Wall Street dollars can either be an enabler for polluting industries, providing the world’s biggest emitters with funding for extraction and drilling, or a powerful lever used to push companies to cut emissions and prepare for a low-carbon future. Several major banks, including Bank of America Corp., Barclays Plc and Morgan Stanley, have committed in the past year to measuring and reporting the carbon emissions resulting from their lending and investments.
“The financial services sector is critical to achieving a net-zero carbon future,” Emily Kreps, global director of capital markets at CDP, said in the statement. “The real economy transition will require a massive amount of capital directed at decarbonizing the economy and enhancing resilience, which only the finance sector can facilitate and provide.”

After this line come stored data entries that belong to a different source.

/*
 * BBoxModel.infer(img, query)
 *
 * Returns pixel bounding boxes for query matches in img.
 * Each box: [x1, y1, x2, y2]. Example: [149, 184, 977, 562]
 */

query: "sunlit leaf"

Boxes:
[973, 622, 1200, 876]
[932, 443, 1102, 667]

CDP said its report is the first-ever analysis of so-called financed emissions, which are the indirect, or so-called scope 3, emissions generated from lending and investing. The nonprofit analyzed the financed emissions of 322 financial institutions with $109 trillion of assets, using data that asset managers, asset owners, insurers and banks had reported themselves to CDP.
Striking Yet Incomplete
The results were striking yet incomplete. Only 25% of the companies reported financed emissions, and among those that did, most reported on less than 50% of their portfolios, thereby obscuring the true impact of their financing activities.
Reported financed emissions totaled 1.04 gigatons of CO2, or about 3% of global emissions in 2020. The true figure is likely significantly higher.
Many banks and asset managers are underestimating climate-related risks, CDP said. While 41% of firms said they identify direct operational climate-related risks, such as physical damage to their operations, 65% don’t report climate credit risks, such as borrowers’ defaults on loan repayments. Meanwhile, 74% don’t identify market risks, including stranded assets and financial asset price devaluation, as the economy transitions to net zero.
Financial firms face growing scrutiny about their contribution to climate change, as environmental activists, shareholders and regulators better understand their role as enablers of the high-carbon economy: Banks have offered more than $3.8 trillion of fossil-fuel financing since the signing of the Paris Agreement, according to Rainforest Action Network, which used data from Bloomberg LP, the parent of Bloomberg News, for its calculations.
Mobilizing financial markets to support the transition away from fossil fuels was among the key goals of the 2015 Paris climate accord, and expectations are growing ahead of the follow-up climate summit scheduled for later this year in Glasgow.